John Borland(CNET News.com)2005年10月14日 20時27分

--先月までは理論上の話にすぎなかったものが、この1カ月で具体化したということですか。

 事実、契約書に署名したのは昨日(米国時間11月10日)の真夜中のことです。単なる可能性だったものが、にわかに現実味を帯び、理事会を開いて、検討を始めようということになったのは、確か先々週の末のことでした。

--18カ月前、あなたはAppleにiPodをオープン化し、他社の音楽配信サービスでも利用できるようにするべきだと迫りました。Appleがこれを突っぱねると、Microsoftと提携する可能性をちらつかせました。結果として、その通りになったわけですが、この一件と今回の提携は関係しているのでしょうか。 今回の提携にはさまざまな要因がからんでいます。その1つは相互運用性です。相互運用性が重要であることを否定する人はいませんから、これを旗印にするのは無理がありますが、これが非常に重要な要因であることに変わりはありません。

 では、今回の提携は「敵の敵は味方」という話なのかというと、そうではありません。これはもっとはるかに多次元的で、複雑な話なのです。Appleに締め出された人々が結託するのは自然の流れですが、今回の提携は単なる「ハットフィールドとマッコイ」的な敵対関係ではなく、もっと多次元的なものです。

--この提携によって、RealNetworks/Microsoft陣営とAppleの関係はどうなるのでしょうか。

 焦点となる消費者向けサービスに関していえば、今回の提携によって、当社とMicrosoftは非常に有利な立場を確保できると思います。現在、携帯音楽の分野でわれわれに欠けているのは顧客を魅了するハードウェアです。

 携帯端末市場では、iPodを超える製品はまだ登場していないといってよいでしょう。当社とMicrosoftには、ハードウェアコミュニティと協力して、より優れたソリューションを構築する動機があります。このソリューションは必ず登場します。しかし、一朝一夕というわけにはいきません。

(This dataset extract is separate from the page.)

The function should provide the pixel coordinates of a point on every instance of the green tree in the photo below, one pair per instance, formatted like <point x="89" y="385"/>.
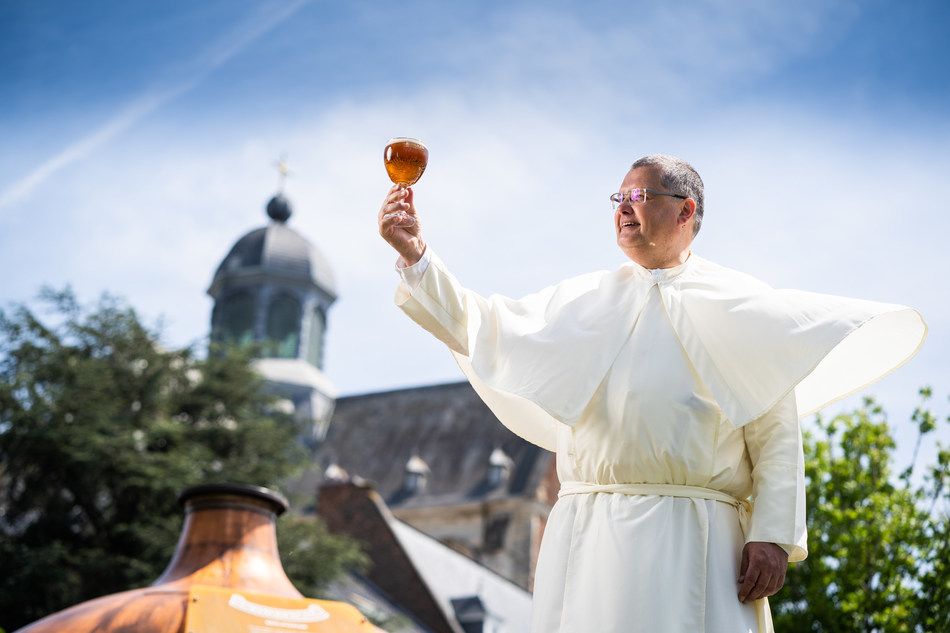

 2005年のクリスマス商戦でiPodが大勝することは間違いありません。2006年のクリスマスも、iPodはかなりの確率で一番人気の座を堅持するでしょう。しかし、来年のクリスマス、つまり2006年には、iPodと肩を並べる有望なデバイスが登場するはずです。そのためには、われわれに協力してくれるハードウェア企業を見つける必要があります。

--今回の契約は主に音楽とゲームに関するもののようですが、Realの他の事業にも影響は及ぶのでしょうか。

 システム事業にとっては追い風になると思います。Microsoftと提携することで、暗号化されているか、されていないかを問わず、コンテンツ間の相互運用性を飛躍的に高めることができるからです。

--以前は、コピー保護のかかっているWindows Media形式のファイルを、Windows以外の機器で利用することはできませんでした。

 セキュリティルールを適用したWindows機器から、HelixやOMAなどのDRM(デジタル著作権管理)規格に準拠した機器にコンテンツを転送することは非常に困難でした。Microsoftと提携したことで、われわれは初めて、そしてどの企業よりも先に、この問題を解決できるようになったのです。

 これには大手(携帯)通信会社も、大手メディア企業も関心を持つはずですから、いきおい、当社のシステムソフトウェアの競争力は高まります。

 同じことはRealPlayerについてもいえます。われわれはWindowsユーザーがRealPlayerをもっと簡単に利用できるようにするために、さまざまな措置を講じました。

--Microsoftはサブスクリプション形式の音楽サービスを完全に諦めたわけではないようです。いずれRealとMicrosoftは競合することになるのでしょうか。

 Microsoftは2005年のクリスマス、2006年のクリスマス、およびその間の期間、MSN(とWindows Media.comなど)で当社のサービスをどのサービスよりも大々的に宣伝することを約束しました。

 もちろん、Microsoftの技術を利用したサービスを提供しているのは当社だけではありません。われわれはMicrosoftがこれらの企業の電話を無視するとか、製品の扱いをストップするといったことを求めているわけではありませんし、そうなることを期待しているわけでもありません。ただこの期間は、われわれが共同で提供するサービスが、どのサービスより--Microsoft自身のサービスより大きく扱われるということです。われわれはこの取り決めに非常に満足しています。これにより、当社の基盤はさらに強固なものとなるでしょう。

 われわれは10年間のパートナー契約を結んだわけではありません。私はcrawl-walk-runアプローチ(這い、歩き、走るといった風に段階的に進んでいく方法)で物事を進めるタイプの人間です。当社とMicrosoftはこれまで、「歩く」と「走る」の中間の速度で、逆方向に進んでいました。今は同じ方向に向かって歩いています。しかも、一部の分野では足早に歩くまでになっているのです。

--提携の範囲が、その他の製品分野にも広がる可能性はあるのでしょうか。

 この2週間で、われわれは非常に魅力的なデモ--われわれの意図を明確に示すデモを完成させました。その多くは、今回の契約によって可能になったものです。今日(11日)の共同記者会見で披露したもの以外にも、さまざまなことが計画されています。今回の発表以上のことが起きるかどうかは、徐々に明らかになっていくでしょう。

--和解金は何に利用しますか。

 われわれは良識と長期的な視点を兼ね備えた企業人であることを目指していますので、賢明で合理的なことをするつもりです。この四半期は8億ドルを超える利益が出る予定ですが、これらの資金は賢明で生産的な用途に使うつもりです。